Pues al final la fiesta quedó pasada por agua, pero de entre lo poco que pude ver en la calle la última noche de Halloween lo que más me gustó fue una pandillita (de jóvenes y jóvenas) uniformada a lo Cuento de la Criada a la altura del Teatro Cervantes con un efecto verdaderamente logrado. La multiplicación formal y tecnológica del ocio audiovisual pone ya a disposición del personal miles de opciones para pasarlo mal; y en lo narrativo, la evolución del género de terror resulta cuanto menos curiosa, desde los monstruos clásicos de antaño, pasando por el gore asadurítico y festivalero, hasta el pavor que producen las dictaduras y regímenes autoritarios cercenadores de libertad. De hecho, en la programación del próximo Festival de Cine Fantástico de Málaga hay algunas perlas en este sentido. E incluso cunden algunas modalidades de ese pasatiempo posmoderno llamado Escape Room en las que al participante se le permite la ilusión de creerse activista secuestrado por yihadistas con la amenaza de acabar degollado mientras dura el juego. Lo más in, entonces, es explotar cuanto de potencialmente horroroso hay en la actividad política del presente y tirar del hilo, a ver qué sale. Y no crean, tiene sentido. Ni siquiera hay que llegar a extremos terroristas en Oriente Medio: nuestra refriega cotidiana, con sus plenos, sus promesas y sus desmanes, da a veces para algo más que el aburrimiento. Por ejemplo, si hasta hace poco correspondía preguntar al alcalde, Francisco de la Torre, o al consejero de Cultura, Miguel Ángel Vázquez, por sus planes para el Auditorio, ahora es preferible no hacerlo en absoluto. Porque si se les pregunta, responden. Y eso está empezando a dar miedo. Un miedo existencial, de vértigo, de podredumbre y náusea ante el poder de atracción de la nada, en plan sartreano. La actual carrera por ver quién se lo toma más en serio y, la repanocha, por ver quién es más fiel a la ley electoral para no hablar del tema, inspira, cuanto menos, la huida inmediata.

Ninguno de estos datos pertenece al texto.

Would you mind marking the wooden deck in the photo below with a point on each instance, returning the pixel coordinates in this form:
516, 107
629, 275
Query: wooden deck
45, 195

Al proyecto del Auditorio le ha pasado lo peor que le podía pasar: que se diera pábulo a cierta impresión de recuperación cuando no ha habido recuperación de nada. Más aún, nunca ha estado esta historia tan estancada en la última década. Las movilizaciones ciudadanas pueden pedir lo que quieran, que para eso están; lo que no se debe hacer, nunca, es utilizarlas para convertir sus reivindicaciones en objetos arrojadizos cuando no hay una previsión seria respecto a qué hacer con el pescado. A las instituciones les convendría a partir de ahora que, si de ponerse a trabajar se trata, se pongan; pero si no, como advertía Wittgenstein, de lo que no se puede hablar, mejor callar la boca. Porque con tanto y tú más, el Auditorio empieza a parecerse cada vez más al río. Imaginen una película en la que dentro de treinta años salgan el alcalde o el consejero a quejarse de la falta de compromiso del contrario mientras el Muelle de San Andrés se llena de ratas. El horror.